I didn't get to see it, but fixed the results of a generator problem similar. 

Several years ago, a road contractor bought several hot plants (asphalt mixing plants). They also bought several generators to power the plants. these gens were from 1000KW to 1500KW. 

A hot plant needs a small amount of power 24/7 to keep the hot oil circulation system going. Usually this is a small diesel boiler with about a 5 or 7-1/2 HP circulating pump. Not a good idea to run the big gen for that small of a load. 

I installed a small gen (around 40KW) in the same trailer as the big gen. The hot oil system is powered by the same MCC as the rest of the plant. Since there is no synch system, I installed 24 DC shunt-trip coils in both gen breakers. There is a speed switch (idle-full) on the big gen. Whatever position this switch is in, it shunt-trips the other breaker. I also left instructions to completely turn off the running gen before starting the other one. 
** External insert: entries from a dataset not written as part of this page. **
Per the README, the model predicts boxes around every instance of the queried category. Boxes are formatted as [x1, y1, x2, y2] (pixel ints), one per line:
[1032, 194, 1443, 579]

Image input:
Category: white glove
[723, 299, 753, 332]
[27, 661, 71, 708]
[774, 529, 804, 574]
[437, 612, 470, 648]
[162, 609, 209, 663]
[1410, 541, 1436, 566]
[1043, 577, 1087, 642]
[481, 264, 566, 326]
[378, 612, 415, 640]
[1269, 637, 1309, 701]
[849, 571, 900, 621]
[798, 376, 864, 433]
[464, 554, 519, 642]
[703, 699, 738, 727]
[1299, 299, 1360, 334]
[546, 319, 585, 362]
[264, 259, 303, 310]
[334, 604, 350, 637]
One day, they burned up the breaker on the small gen. Not wanting to pay anyone to replace it, they did it themselves. A couple of days later, I got a call about a problem with one of the gen vans. When I got there, the small gen was laying on its side! Rubber mounts ripped apart, fuel lines ripped out, not a pretty sight!

It seems that (no one will admit to it) the big gen was running, they started the small gen, and closed its breaker. Normally, this would have caused the shunt-trip to not allow the breaker to close, but it seems that the replacement breaker had a 120 AC coil. 

I wonder if they still think of all the money they saved by replacing the breaker themselves!

Rob

P.S. Most turbine generators I've seen have shear-bolts on the shaft couplings. That way, if the breaker is closed in while out of synch, it'll shear the bolts rather than destroy the turbine and gearbox.


----------